I arrived in NY last night. One bag went missing en route but nevertheless, it was a good 7 hour space to read what experts and journos had to say about the review of the MDGs next week, the world’s governments evaluating ‘the world’s biggest promise’.
The Lancet’s online publication, ‘The Millennium Development Goals: a cross sectoral analysis and principles for goal setting after 2015’ is worth reading, despite the long title, for a view of where we’ve come from – and where we might go. It’s a good reminder too that the MDGs are not an end in themselves – but a means to an end – an end which won’t be reached by 2015. It calls for greater synergy, in setting and delivering such goals, and stresses the importance of ‘equity’.
Interestingly, Madeleine Bunting had written in Tuesday’s Guardian, which I’d kept to read, that ‘equality is the one item nobody wants on the UN Agenda next week’, reflecting that ‘For all the progress on the millennium development goals, it seems countries are growing richer while leaving their poor behind.’ Two pages on Polly Toynbee, President of the British Humanist Association commented that “Repression of sex, banning contraception, gays, abortion, stem cell research and IVF treatment cause untold misery ….. while this Pope claims condoms ‘aggravate the problem of HIV”.
Today though, no time for reading, too much time spent searching for my missing bag, involving endless calls to non human answer phones – and time catching up on emails and phone calls. I have asked friends and colleagues what would be their ‘must have’ key message for the Health and Education Roundtable on Monday, which I’m fortunate enough to have been given an invitation – if indeed the 4 civil society reps get to speak at all.
Their answers?
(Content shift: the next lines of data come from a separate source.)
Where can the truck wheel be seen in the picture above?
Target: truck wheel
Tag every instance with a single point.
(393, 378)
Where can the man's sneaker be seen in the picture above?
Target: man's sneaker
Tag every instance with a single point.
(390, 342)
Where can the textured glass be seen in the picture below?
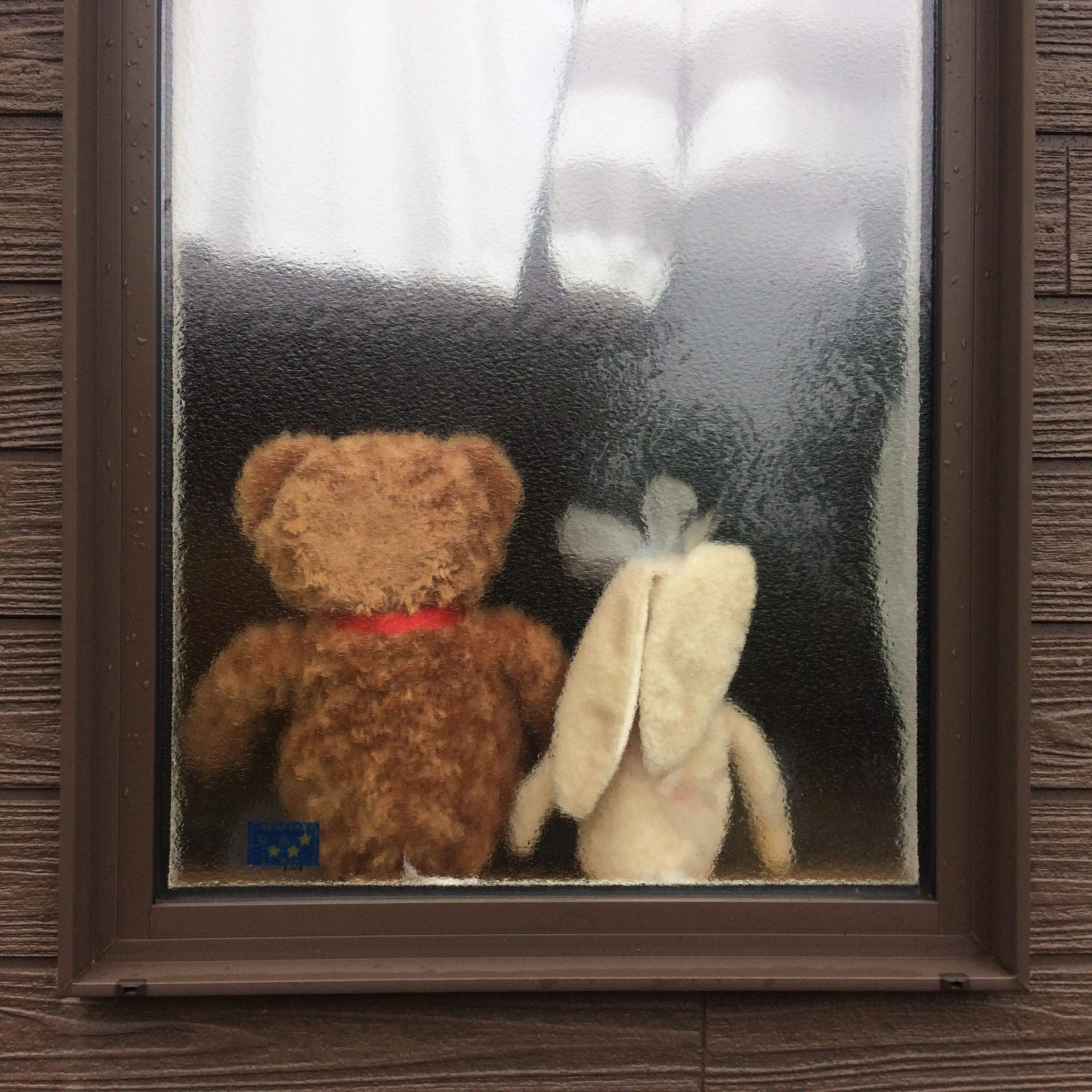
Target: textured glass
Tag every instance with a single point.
(624, 240)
Invest in women; invest in young people; keep girls in school; family planning – meet the unmet need of 215 million women, for dramatic reductions in maternal deaths and illness, and improving health, well being, and sustainable development; involve civil society in decision making, and in reaching the poor, marginalised and vulnerable; integrate policies and programmes for reproductive health and HIV. Every one of these points important because individually and collectively, these issues are critical to human rights, to well being, to development – but now the question is: how to get them – together with the evidence – into a 3 minute statement?!
And tonight a small meeting of kiwis with some common interests, including Helen Clark, administrator of UNDP, and our former Prime Minister who this coming week will be one of the new Global Leaders Council for Reproductive Health, and Patti O’Neill from the OECD, and a few more – we work in very different ways, but also from a shared history – part of which is that ours was the first country to give women the vote in 1893. And so tomorrow morning the real work of the week starts, with a Brunch for delegations, focussing on MDGs 5,4,6,2 and 3, led by Women Deliver, and the redoubtable Jill Sheffield, with IPPF and others as co-hosts – an opportunity to follow up the June WD conference and begin the week with a key message – Invest in Women – It Pays
And in the meantime, back to that 3 minute statement! Watch this space!